A encíclica não traz nenhuma novidade espetacular que chame a atenção da comunidade teológica, do conjunto dos fiéis ou do grande publico. É um texto de alta teologia, rebuscado no estilo e carregado de citações bíblicas e dos santos padres. Vê-se claramente a mão de Bento XVI, especialmente em discussões refinadas de difícil compreensão, manejando expressões gregas e hebraicas, com sói fazer um doutor e mestre em sala de aula.

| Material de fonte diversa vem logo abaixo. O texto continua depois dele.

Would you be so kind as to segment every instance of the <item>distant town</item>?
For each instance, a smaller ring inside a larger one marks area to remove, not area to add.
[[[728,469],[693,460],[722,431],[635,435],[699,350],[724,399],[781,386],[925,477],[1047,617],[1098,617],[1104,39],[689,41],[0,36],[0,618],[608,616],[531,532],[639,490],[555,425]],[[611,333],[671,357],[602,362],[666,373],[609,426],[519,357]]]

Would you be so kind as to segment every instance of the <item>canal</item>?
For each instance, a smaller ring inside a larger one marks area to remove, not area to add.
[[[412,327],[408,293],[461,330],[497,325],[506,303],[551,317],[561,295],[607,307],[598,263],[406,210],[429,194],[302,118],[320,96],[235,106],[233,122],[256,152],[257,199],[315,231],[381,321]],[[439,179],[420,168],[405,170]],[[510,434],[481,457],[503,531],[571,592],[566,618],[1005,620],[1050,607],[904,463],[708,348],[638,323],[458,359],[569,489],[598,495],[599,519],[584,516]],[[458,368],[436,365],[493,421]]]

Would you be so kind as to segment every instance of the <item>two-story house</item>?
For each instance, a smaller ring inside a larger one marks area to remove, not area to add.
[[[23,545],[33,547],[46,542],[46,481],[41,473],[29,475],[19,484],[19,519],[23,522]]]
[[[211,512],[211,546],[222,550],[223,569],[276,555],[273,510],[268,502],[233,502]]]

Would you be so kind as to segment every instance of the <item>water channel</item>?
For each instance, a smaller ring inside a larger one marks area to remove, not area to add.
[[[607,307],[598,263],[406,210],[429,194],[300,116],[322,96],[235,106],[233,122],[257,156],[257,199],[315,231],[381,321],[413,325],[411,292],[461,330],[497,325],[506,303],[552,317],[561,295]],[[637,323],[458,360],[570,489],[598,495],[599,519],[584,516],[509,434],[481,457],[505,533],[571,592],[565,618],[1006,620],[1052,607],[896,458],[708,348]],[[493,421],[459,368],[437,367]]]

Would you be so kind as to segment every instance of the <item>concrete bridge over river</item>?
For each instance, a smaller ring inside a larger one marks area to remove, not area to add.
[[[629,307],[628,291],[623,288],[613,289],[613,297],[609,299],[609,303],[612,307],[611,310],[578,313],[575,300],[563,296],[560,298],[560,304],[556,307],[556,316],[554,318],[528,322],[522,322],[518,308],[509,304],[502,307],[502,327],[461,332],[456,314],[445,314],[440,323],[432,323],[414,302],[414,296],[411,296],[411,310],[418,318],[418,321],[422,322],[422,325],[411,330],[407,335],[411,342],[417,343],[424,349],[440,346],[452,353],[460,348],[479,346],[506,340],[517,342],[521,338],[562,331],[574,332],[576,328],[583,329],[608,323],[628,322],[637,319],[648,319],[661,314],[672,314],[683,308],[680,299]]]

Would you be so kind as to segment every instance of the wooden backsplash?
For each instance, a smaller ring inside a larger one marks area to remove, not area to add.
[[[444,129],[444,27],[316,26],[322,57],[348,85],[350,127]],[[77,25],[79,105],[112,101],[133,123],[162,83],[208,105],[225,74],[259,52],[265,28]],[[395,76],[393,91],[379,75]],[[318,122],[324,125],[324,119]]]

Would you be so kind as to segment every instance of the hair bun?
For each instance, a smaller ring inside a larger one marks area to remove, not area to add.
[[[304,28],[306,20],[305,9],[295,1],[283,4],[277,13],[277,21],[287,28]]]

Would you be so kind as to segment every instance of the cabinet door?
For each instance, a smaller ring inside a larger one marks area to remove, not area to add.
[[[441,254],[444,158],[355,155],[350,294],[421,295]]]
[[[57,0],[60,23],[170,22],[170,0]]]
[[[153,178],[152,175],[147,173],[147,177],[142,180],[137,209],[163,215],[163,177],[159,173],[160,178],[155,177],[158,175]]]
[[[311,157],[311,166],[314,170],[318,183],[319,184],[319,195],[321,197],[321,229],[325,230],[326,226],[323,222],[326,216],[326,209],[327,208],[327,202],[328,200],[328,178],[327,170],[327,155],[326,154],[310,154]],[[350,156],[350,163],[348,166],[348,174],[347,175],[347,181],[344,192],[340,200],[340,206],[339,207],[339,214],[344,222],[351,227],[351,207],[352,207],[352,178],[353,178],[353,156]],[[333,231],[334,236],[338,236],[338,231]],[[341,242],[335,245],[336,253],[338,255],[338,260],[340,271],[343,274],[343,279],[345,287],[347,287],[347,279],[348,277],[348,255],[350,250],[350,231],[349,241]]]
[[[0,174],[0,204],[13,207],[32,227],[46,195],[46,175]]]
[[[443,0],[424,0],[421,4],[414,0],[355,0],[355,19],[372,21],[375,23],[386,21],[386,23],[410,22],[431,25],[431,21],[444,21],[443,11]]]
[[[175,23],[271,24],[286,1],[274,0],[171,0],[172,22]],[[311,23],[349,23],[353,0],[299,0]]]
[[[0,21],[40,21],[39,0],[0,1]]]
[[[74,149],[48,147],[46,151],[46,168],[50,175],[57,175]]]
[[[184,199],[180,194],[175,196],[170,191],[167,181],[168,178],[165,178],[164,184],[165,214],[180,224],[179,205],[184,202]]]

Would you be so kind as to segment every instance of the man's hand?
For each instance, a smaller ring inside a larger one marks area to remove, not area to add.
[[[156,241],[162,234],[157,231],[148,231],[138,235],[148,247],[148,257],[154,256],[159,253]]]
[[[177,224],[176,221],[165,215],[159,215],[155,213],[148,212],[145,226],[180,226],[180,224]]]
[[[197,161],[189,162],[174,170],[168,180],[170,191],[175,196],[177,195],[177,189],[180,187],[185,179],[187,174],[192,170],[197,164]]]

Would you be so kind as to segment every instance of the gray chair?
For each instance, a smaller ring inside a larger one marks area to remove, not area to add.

Seguramente, não serão compreendidas pelo simples fiel. É um texto dirigido para dentro da Igreja. Fala da luz da fé para quem já se encontra dentro do mundo iluminado pela fé. Nesse sentido, é uma reflexão intrassistêmica.

No texto, só falam autoridades europeias. Não se toma em consideração o magistério das Igrejas continentais, com suas tradições, teologias, santos e testemunhos da fé. Cabe apontar esse solipsismo, pois na Europa vivem apenas 24% dos católicos; o resto se encontra fora, 62% dos quais no assim chamado Terceiro Mundo. A teologia é pluralista e não está mais concentrada na Europa, mas isso não é aproveitado.

O fio teológico que perpassa a argumentação é típico do pensamento de Joseph Ratzinger como teólogo: a preponderância do tema da verdade aparece de forma persistente. Em nome dessa verdade, se contrapõe à modernidade. Tem dificuldade em aceitar um dos temas mais caros do pensamento moderno: a autonomia do sujeito e o uso que faz da luz da razão.

Não demonstra aquela atitude tão aconselhada pelo Concílio Vaticano II, que seria, nos confrontos com as tendências culturais, filosóficas e ideológicas contemporâneas, identificar primeiramente as pepitas de verdade que nelas existem e, a partir daí, organizar o diálogo, a crítica e a complementaridade.

Para Ratzinger, o próprio amor vem submetido à verdade, sem a qual não superaria o isolamento do “eu”. Contudo, sabemos que o amor tem suas próprias razões e obedece a outra lógica, diversa, sem ser contrária àquela da verdade. O amor pode não ver claramente a realidade, mas a vê com mais profundidade. Sem o amor, só a verdade é insuficiente para alcançar a salvação. Numa linguagem pedestre, eu diria que o que salva não são prédicas verdadeiras, mas práticas efetivas.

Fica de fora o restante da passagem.